Alpaca crafts in high demand

Deana Stokes Sullivan
Published on August 8, 2011
Cathy Whitehead and Ed Hutchings shear one of their alpacas. Their fibre is spun into yarn and used to make a variety of crafts and clothing. — Submitted photo

Thirteen years ago, when Ed Hutchings and Cathy Whitehead decided to start an alpaca farm in Felix Cove on the Port au Port Peninsula, they intended to just breed and sell their animals.

A neighbour suggested they should have a craft shop on the farm. Agreeing it might be a good idea, they opened one in 1999 in the hayloft of their barn and started selling some local products.

The first year they sheared their animals, Hutchings said a woman who stopped by the farm asked if they would mind giving her some alpaca yarn to try knitting something with it.

“I said, ‘no my dear, go right ahead,’” Hutchings said. “She came back a few days later and had a pair of mittens knit.”

A visitor to the farm immediately liked them and offered to buy them.

“So we sent that lady home with more yarn and the first year she started to knit, every time she’d bring something back, it was already sold,” Hutchings said.

Today, 13 women in the area knit and crochet items from alpaca fibre for the craft store, including caps, scarves, mitts, gloves and duvets. Alpaca yarn in a variety of colours can also be purchased at the store.

The farm has 23 alpacas, two llamas and two pygmy goats.

Hutchings said the fibre from both the farm’s alpacas and llamas are used for crafts. The little goats are an added attraction on the farm.

There’s been so much demand for the knitted goods, Hutchings said they’ve had to bring in other products from South America to supplement what they carry — items like woven blankets and capes, toy teddy bears and alpacas and rugs.

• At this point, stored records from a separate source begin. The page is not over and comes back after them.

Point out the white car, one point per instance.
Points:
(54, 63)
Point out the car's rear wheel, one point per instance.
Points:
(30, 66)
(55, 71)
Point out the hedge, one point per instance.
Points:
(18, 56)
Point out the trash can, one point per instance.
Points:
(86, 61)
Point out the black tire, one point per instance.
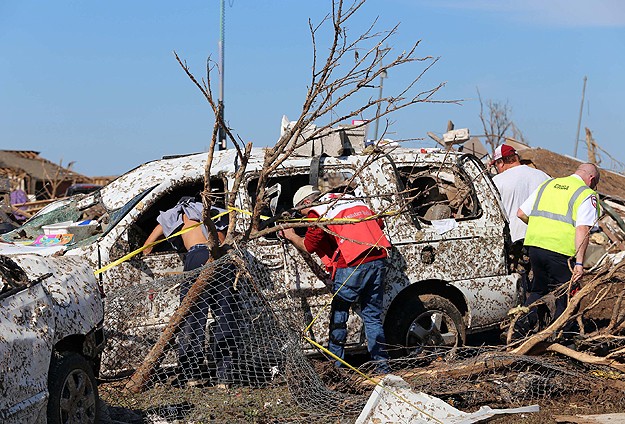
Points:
(73, 390)
(424, 323)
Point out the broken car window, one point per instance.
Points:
(436, 192)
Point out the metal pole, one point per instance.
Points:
(579, 121)
(221, 132)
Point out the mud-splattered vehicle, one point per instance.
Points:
(448, 271)
(51, 336)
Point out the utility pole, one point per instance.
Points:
(579, 121)
(221, 132)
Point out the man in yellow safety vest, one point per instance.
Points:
(559, 214)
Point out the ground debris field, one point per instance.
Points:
(582, 373)
(560, 388)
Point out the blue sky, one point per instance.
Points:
(96, 83)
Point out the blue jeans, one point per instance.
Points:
(363, 284)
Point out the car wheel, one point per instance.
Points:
(73, 390)
(425, 323)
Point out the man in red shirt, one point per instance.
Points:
(355, 251)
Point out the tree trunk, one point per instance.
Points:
(141, 377)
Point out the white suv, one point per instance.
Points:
(448, 272)
(51, 336)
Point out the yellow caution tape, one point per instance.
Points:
(230, 209)
(142, 248)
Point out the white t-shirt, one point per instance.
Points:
(586, 213)
(515, 185)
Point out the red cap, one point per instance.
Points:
(503, 151)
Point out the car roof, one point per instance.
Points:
(225, 162)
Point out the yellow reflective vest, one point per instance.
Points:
(552, 220)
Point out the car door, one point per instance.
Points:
(26, 333)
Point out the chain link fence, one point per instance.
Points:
(232, 351)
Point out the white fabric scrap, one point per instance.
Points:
(394, 401)
(443, 225)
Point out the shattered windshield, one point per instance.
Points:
(85, 218)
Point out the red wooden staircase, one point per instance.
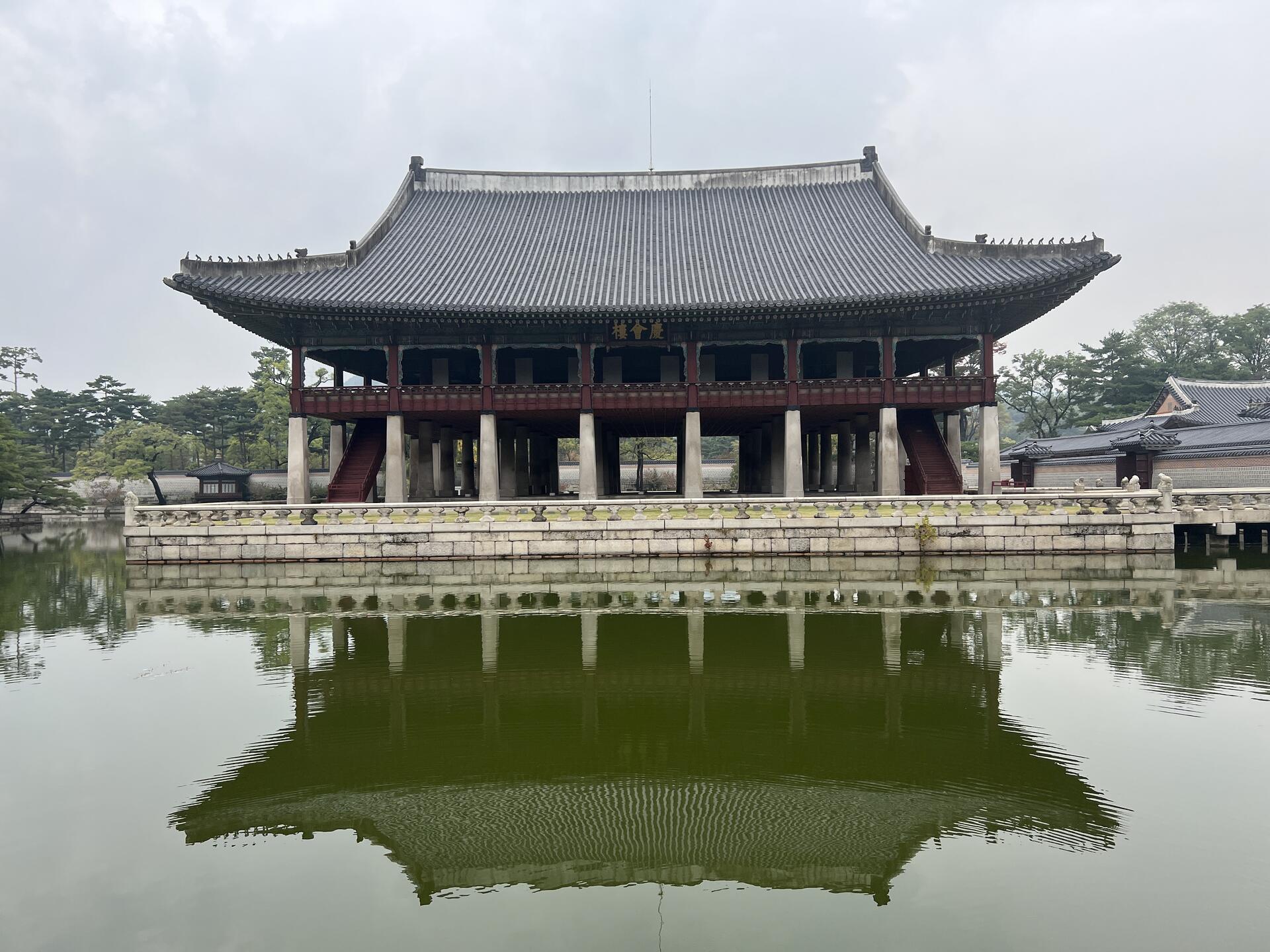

In North America, he said, the alpacas are used exclusively for their fibre, which is sheared off them every summer like sheep’s wool. But, in South Africa, Hutchings said literally thousands of these animals die every year of natural causes in the Andes Mountains and their pelts are used by craftspeople there to make teddy bears, rugs and other craft items.

Hutchings said alpaca fibre is very soft and it’s also hypoallergenic. “A lot of people who are allergic to sheep’s wool can actually wear the alpaca fibre,” he said. “It’s also four to six times warmer than sheep’s wool. It’s one of the strongest fibres produced by an animal, it’s also a lightweight and breathable material, so it can keep you cool in the summertime and very warm in the winter.”

And, it doesn’t absorb water like sheep’s wool, Hutchings said. It actually keeps moisture away from your skin.

The prices for knitted goods range from about $25 for caps, $27.50 for mitts and gloves, $32.50 for scarves and $29 to $35 for socks.

Larger items like duvets are in the $224 to $350 range.

Besides the craft store in Felix Cove, Alpacas of Newfoundland products can also be purchased at The Bubbling Pot Craft Minders store on the Conception Bay Highway in Kelligrews.

Alpaca crafts will be sold as well at the Christmas craft show at the Glacier in Mount Pearl from Oct. 19 to 23.

Hutchings said the farm also sells alpacas. Prices start around $2,500.

Recently, he said, Lester’s Farms in St. John’s purchased a mother and baby alpaca for its petting farm.

Hutchings and his wife were both RCMP members stationed in Port au Port when they started the farm in 1998. Hutchings retired three years ago, but Whitehead is still with the force.

The idea came from his wife’s interest in getting a llama. Hutchings, who was home recuperating from knee surgery, read about alpaca franchises in a business magazine and after some research and trips his wife made to visit alpaca breeders in other parts of Canada and the U.S., the couple decided to build a barn and start a farm.

On the farm’s website, they recall dealing with government agencies where they were asked over and over, “you want to bring what into Newfoundland?”

The whole exercise involved educating people about alpacas before the couple were given the required permits.

Today, the farm is not only an important player in the province’s agriculture and crafts sectors, it’s also a big attraction for tourists and residents.

Hutchings said the lifestyle is great. Alpacas are very low-maintenance animals to care for, he said, the biggest job is shearing them.

“We had no previous farming experience or anything when we started. We learned as we went and everything has worked out fine.”